Peter Elvin besuchte für seine Fotoreihe auch die Große Synagoge in Budapest, Europas größten jüdischen Sakralbau.
© Peter Elvin

Von Barbara Unterthurner

Innsbruck – Ein Windzug lässt die Mechiza im Wind wehen, fast meint man, einen Blick durch die luftige Abtrennung zu erhaschen. Das lässt die Tradition aber nicht zu. Frauen und Männer sind beim Gebet in der Synagoge klar getrennt. An anderer Stelle werden sorgsam die Vorbereitungen zum Sabbat getroffen, ein Motiv weiter trifft sich die Familie zum Sukkot, dem jüdischen Laubhüttenfest. Der Eingang zur koscheren Bäckerei steht ihm offen, ebenso wie die Tür zur Mikwe, dem Tauchbad, deren Wasser der rituellen Reinigung dient. Nur Gast in diesen Stätten jüdischer Tradition ist der Kufsteiner Fotograf Peter Elvin. Seine Kamera ist natürlich immer mit dabei. Sein respektvoll neugieriger Blick in den Alltag des jüdischen Lebens in Budapest ist zurzeit im Innsbrucker Fotoforum zu sehen.

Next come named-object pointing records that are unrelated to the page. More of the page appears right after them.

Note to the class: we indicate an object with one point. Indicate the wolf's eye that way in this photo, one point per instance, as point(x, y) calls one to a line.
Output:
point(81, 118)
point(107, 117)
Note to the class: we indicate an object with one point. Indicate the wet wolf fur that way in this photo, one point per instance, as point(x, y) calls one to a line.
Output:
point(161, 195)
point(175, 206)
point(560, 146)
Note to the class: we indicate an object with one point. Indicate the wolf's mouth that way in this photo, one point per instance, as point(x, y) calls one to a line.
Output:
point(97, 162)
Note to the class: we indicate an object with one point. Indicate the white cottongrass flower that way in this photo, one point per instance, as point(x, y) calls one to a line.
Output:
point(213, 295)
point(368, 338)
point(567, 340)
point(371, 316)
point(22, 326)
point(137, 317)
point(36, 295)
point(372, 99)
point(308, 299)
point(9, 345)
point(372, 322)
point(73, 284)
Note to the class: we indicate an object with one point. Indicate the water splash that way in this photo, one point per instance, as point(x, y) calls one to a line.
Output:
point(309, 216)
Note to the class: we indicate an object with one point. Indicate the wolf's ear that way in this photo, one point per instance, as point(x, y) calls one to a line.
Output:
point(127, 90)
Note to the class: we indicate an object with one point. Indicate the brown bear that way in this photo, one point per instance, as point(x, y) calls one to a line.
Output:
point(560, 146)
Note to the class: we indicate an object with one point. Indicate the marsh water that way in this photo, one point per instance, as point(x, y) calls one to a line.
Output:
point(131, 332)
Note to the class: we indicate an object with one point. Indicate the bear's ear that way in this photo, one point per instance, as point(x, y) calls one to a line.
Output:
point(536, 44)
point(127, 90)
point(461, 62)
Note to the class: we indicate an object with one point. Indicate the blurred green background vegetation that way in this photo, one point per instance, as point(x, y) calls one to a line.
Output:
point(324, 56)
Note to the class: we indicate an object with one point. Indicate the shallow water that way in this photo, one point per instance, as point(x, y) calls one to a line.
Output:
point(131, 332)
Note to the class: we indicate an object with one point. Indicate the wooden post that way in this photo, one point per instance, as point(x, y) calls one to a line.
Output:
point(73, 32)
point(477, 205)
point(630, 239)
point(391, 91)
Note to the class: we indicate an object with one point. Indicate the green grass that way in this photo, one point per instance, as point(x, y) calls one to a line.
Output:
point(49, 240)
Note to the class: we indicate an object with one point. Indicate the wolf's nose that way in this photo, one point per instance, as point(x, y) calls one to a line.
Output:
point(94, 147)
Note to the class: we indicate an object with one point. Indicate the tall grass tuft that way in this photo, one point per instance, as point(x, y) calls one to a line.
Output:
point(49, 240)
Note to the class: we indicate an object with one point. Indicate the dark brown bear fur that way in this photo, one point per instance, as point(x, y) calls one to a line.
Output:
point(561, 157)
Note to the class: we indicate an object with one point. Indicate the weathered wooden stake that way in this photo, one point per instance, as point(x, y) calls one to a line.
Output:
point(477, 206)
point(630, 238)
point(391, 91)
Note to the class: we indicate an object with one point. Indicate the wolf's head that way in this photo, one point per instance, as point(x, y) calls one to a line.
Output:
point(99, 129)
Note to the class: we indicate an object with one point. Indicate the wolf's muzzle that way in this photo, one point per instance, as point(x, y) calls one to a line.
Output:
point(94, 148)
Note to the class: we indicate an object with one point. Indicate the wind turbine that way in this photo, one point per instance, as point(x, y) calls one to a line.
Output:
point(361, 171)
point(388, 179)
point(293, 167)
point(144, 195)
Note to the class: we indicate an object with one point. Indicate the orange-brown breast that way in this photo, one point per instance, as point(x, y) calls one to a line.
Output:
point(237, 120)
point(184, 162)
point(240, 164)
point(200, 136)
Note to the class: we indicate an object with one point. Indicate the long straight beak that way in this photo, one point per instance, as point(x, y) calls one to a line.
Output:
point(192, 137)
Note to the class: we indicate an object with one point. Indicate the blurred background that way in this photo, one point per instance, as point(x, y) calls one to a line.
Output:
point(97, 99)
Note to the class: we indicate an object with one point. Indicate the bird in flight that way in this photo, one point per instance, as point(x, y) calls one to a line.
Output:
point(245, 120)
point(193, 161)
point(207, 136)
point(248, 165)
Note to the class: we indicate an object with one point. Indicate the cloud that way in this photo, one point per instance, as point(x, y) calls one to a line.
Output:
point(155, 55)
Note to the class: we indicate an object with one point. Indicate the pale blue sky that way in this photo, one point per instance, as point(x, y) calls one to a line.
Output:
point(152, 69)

Dort ist Elvin ebenso gern gesehener Gast, erst Anfang 2019 war seine letzte Ausstellung dort zu sehen. Inzwischen hat man den nunmehr 76-Jährigen als behutsamen Beobachter von Minderheiten kennen gelernt, 2015 etwa zeigte er ein berührendes Porträt eines ungarischen Roma-Dorfs an der Grenze zur Slowakei. In einem Zeitraum von eineinhalb Jahren entstand in 1500 Aufnahmen nun eine künstlerische Dokumentation des jüdischen Viertels Elisabethstadt in Budapest. Die Ausstellung trägt als Titel die ungarische Bezeichnung „Erzsébetváros“.

Nur mit speziellen Kontakten gelang es dem Tiroler Fotografen, in die innersten Kreise der religiösen Gemeinschaft vorzudringen. Trotz der strikten Religiosität zeigt Elvin in seinen Porträts und Stadtaufnahmen dennoch eine moderne, weltoffene Gemeinschaft. „Der Kompromiss gelingt“, resümiert Elvin seine Erfahrungen in Ungarn.

Keine Schnappschüsse, sondern wohl komponierte Aufnahmen sind jetzt im Fotoforum zu sehen, die auch von den Porträtierten mitgetragen werden – sie entscheiden darüber, wie sie abgebildet werden: Da zeigen die stolzen Eltern ihren dreijähren Sohn, dem anlässlich der Chalaka erstmals die Haare geschnitten werden; selbstbewusst posen auch drei Teenager-Mädchen, die gerade darin unterrichtet werden, wie man einen koscheren Haushalt führt. Und dazwischen immer wieder Hinterhöfe, in denen die Zeit stillzustehen scheint, oder historische architektonische Details, die daran erinnern, dass die jüdische Kultur in Budapest noch vor dem Holocaust etwa 200.000 Gläubige zählte. Inzwischen dürfte die Gemeinde etwa 80.000 Mitglieder zählen, schätzt Elvin. Das jüdische Leben ist präsent. Und die Ausstellung gerade in einer Zeit, in der antisemitische Vorfälle wieder vermehrt in den Schlagzeilen auftaucht, absolut wichtig.